McIlroy got up and down for a final birdie at the par-5 15th then trusted the fade on the 16th tee, unleashing a 357-yard bomb that set up a comfortable par. He summoned the shot of the day on the ultra-dangerous par-3 17th, turning a baby-draw 7-iron into a left-to-right wind. That one caught Mitchell’s eye.
“He flushed it right where he was looking,” said Mitchell, who finished in a tie for third at eight under. “And that was pretty important. I thought that was the one that might seal the deal, and it looks like it was the one that sealed the deal.”
By the time the final twosome trudged up the hill to the 18th tee, it would be McIlroy, or it would be Ancer, who had polished off a 66 a half-hour earlier. Then came the left miss, and you know what happened just left of that stream.
Still, McIlroy needed to two-putt from 43 feet, far from a sure-thing given the atmosphere surrounding the 18th green—and the amount of time it had been since win No. 18.
“I think when you haven’t been in contention for a while, it never feels normal,” McIlroy said. “I certainly felt it there on the back nine. There were some tee shots and some shots I just had to stand up and really commit to what I was doing. That’s sort of been my mantra, is try to just hit good golf shots until I run out of holes, and that’s basically what I tried to do the entire day. Just take good shot after good shot until you get to the end. But it felt —I’m certainly glad that the crowds were back and I’m glad that I was able to get the job done in an atmosphere like that today.”

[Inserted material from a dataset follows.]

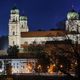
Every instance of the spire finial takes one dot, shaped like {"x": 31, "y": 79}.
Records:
{"x": 72, "y": 6}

And so Rory McIlroy is back, and the next time we see him, in less than two weeks, will be the PGA Championship at Kiawah—where, nine years ago, he won the PGA Championship by eight.
“It’s certainly great timing,” he said. “This is obviously a huge confidence boost going in there knowing that my game is closer than it has been. I’ll be able to poke holes in everything that I did today. It’s certainly far from perfect, but this one is validation that I’m on the right track.”
Did you say something about a slump?